Dissolved carbon dioxide concentration profiles during very-high-gravity ethanol fermentation

Abstract

The dissolved carbon dioxide (DCO2) evolved from Saccharomyces cerevisiae was measured for the duration of very-high-gravity (VHG) ethanol fermentation conducted at four glucose feeds (150, 200±0.21, 250±0.12, and 300±0.28g/L). The DCO2 concentration profiles depict evolution patterns that depend on the extent of glucose utilized. A mass balance for DCO2 was proposed by taking into account the physiochemical behavior of CO2 and biological processes occurring under VHG ethanol fermentation conditions.
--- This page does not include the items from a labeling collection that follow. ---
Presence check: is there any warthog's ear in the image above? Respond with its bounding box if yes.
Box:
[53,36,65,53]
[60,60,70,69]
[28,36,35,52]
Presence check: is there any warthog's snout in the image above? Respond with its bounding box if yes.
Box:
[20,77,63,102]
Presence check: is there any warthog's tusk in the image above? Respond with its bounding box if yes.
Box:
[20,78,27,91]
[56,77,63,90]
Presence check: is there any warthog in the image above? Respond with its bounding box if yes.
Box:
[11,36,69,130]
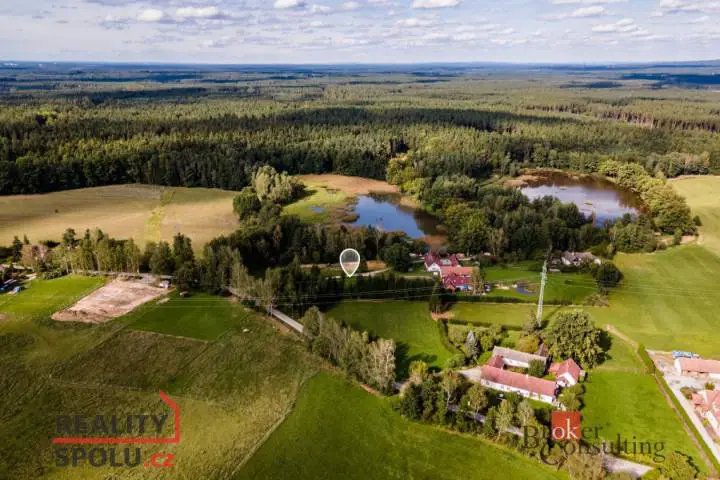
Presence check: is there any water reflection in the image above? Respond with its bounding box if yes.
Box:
[520,173,643,223]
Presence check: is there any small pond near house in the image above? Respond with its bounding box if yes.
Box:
[350,193,446,238]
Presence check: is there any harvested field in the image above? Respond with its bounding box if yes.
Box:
[52,279,168,323]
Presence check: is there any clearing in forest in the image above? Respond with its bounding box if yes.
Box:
[672,175,720,255]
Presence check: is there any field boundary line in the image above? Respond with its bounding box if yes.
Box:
[225,370,320,480]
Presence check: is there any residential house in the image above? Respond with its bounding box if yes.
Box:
[440,267,473,292]
[425,253,460,273]
[550,358,585,387]
[560,252,601,267]
[675,357,720,379]
[692,390,720,435]
[491,347,547,368]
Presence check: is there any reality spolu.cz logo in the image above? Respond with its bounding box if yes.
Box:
[52,391,180,468]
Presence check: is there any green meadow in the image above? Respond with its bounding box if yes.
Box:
[582,337,708,472]
[235,373,562,480]
[589,245,720,356]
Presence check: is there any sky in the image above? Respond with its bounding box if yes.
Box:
[0,0,720,64]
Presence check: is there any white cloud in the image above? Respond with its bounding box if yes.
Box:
[570,5,607,18]
[592,18,640,33]
[175,7,220,18]
[653,0,720,17]
[310,3,330,13]
[540,5,609,22]
[273,0,305,9]
[550,0,628,5]
[411,0,462,8]
[137,8,165,22]
[395,17,435,28]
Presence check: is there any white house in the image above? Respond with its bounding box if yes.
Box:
[460,365,558,405]
[550,358,585,387]
[692,390,720,435]
[425,253,460,273]
[492,347,547,368]
[675,357,720,379]
[560,252,601,267]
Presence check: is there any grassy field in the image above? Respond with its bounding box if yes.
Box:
[0,277,316,479]
[589,245,720,356]
[236,374,557,480]
[672,175,720,255]
[128,293,245,340]
[0,276,105,319]
[450,302,568,327]
[485,261,597,304]
[582,338,707,471]
[0,185,238,251]
[327,301,452,378]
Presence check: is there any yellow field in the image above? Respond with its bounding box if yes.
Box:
[0,185,238,250]
[672,176,720,254]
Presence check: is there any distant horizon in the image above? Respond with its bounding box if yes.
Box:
[0,0,720,65]
[0,57,720,67]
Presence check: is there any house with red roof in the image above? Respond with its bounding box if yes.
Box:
[692,390,720,435]
[425,252,460,273]
[480,365,558,404]
[460,347,561,405]
[550,358,585,387]
[675,357,720,379]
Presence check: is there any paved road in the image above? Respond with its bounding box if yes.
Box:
[670,388,720,462]
[270,308,304,334]
[227,287,304,335]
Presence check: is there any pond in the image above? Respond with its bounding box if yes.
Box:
[520,172,643,224]
[344,193,446,238]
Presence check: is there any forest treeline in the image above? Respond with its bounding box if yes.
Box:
[0,76,720,194]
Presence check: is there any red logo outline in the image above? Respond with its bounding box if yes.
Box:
[52,390,180,445]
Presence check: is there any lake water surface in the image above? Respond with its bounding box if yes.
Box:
[520,173,643,223]
[351,194,445,238]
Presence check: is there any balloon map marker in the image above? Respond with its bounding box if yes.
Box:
[340,248,360,278]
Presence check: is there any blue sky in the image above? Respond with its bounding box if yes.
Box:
[0,0,720,63]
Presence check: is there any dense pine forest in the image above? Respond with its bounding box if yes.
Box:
[0,62,720,194]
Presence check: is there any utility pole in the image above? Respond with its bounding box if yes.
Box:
[535,247,552,328]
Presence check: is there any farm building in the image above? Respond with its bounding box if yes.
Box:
[550,358,585,387]
[692,390,720,435]
[425,253,460,273]
[440,267,473,292]
[492,347,547,368]
[675,357,720,379]
[560,252,601,267]
[460,365,558,404]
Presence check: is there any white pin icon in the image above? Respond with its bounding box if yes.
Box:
[340,248,360,278]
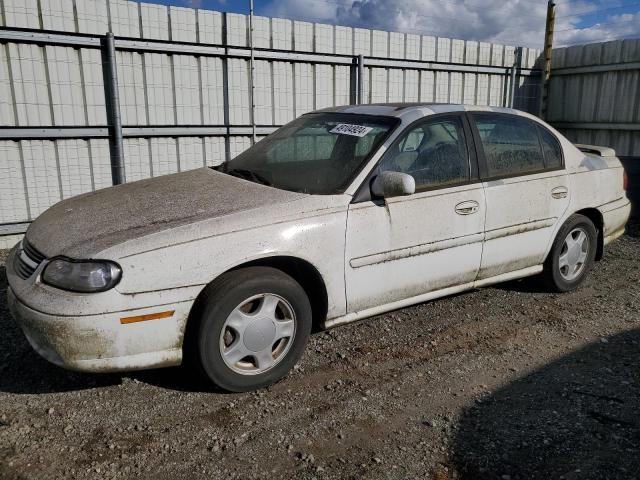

The proposed equations could interpret the underlying CO2 desorption, CO2 conversion, and CO2 evolution on the basis of yeast activity during VHG ethanol fermentation. Consequently for 150 and 200±0.21gglucose/L absence of yeast activity was interpreted in terms of zero CO2 evolution rate (CER(t)). In contrast, under 250±0.12 and 300±0.28gglucose/L conditions the presence of non-zero residual glucose resulted in non-zero CER(t). The mass balance equation could also interpret that the physical desorption of CO2 from the fermentation broth did not follow the equilibrium relation between dissolved and off-gas CO2 concentrations as defined by Henry's law under current experimental conditions.